Now that the Nets’ big three era is over, and all three superstars are now playing for three different teams, Brooklyn GM Sean Marks is able to look back and acknowledge that the hyped superteam didn’t meet expectations.
In fact, it didn’t come close.
“I think it would be easy to look in from the outside, and honestly, I look at it internally and say ‘it didn't work,’” Marks said. “Let's be honest there.
We did not reach the full potential of where we thought we could get to.”
How much of that fault being attributed to Marks and the front office is a question that perhaps will never be answered, but Marks acknowledged on Thursday night that there were mistakes he and his staff made, and other events that they had no control of.

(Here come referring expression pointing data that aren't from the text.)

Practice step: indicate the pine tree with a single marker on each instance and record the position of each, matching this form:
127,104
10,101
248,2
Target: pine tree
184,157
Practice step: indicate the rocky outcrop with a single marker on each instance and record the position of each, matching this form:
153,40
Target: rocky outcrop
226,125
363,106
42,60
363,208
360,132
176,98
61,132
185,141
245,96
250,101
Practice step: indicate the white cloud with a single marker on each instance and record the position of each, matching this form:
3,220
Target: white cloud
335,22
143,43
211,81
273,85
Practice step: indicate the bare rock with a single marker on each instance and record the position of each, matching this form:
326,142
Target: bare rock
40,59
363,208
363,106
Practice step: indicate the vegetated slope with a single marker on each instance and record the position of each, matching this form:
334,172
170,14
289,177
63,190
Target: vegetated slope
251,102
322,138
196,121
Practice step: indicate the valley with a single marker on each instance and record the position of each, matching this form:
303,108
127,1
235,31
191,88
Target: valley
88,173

“I look back, and we’ve done a lot of thinking and soul searching on this, and we said ‘Well, we did everything we possibly could to maximize this organization’s potential, and have this team in the conversation for a championship,’” Marks said. “That’s all we’ve done. We’ve shown that we’ve built this team up twice. I don’t need to go back to what it was, but we’ve built it up twice, and have a team that we can look back and say ‘They have a chance.’ It didn’t work. Some of it was through things we could control, and some of it was through things we can’t control.”
Still regardless whether they felt blowing it up was the right move or not, trading away one of the best players in the league in Kevin Durant was not a choice that Marks enjoyed making.
“I’m not gonna sugarcoat it. It’s always difficult,” Marks said. “When you’re trading a player of that stature…it’s incredibly difficult. My job as a GM, and our job as a front office, is to try to bring in that caliber of talent. Those decisions aren’t easy…but at the same time, To be able to move Kevin to a place where he will have success and they'll enter into their championship window, and for us, to bring back these two players in that particular trade, and the draft assets, that gives us a clear pathway to continue to rebuild, and maybe not hit the reset button, because we have a group in there that’s very competitive…but this has given us a clear pathway on how to continue this.”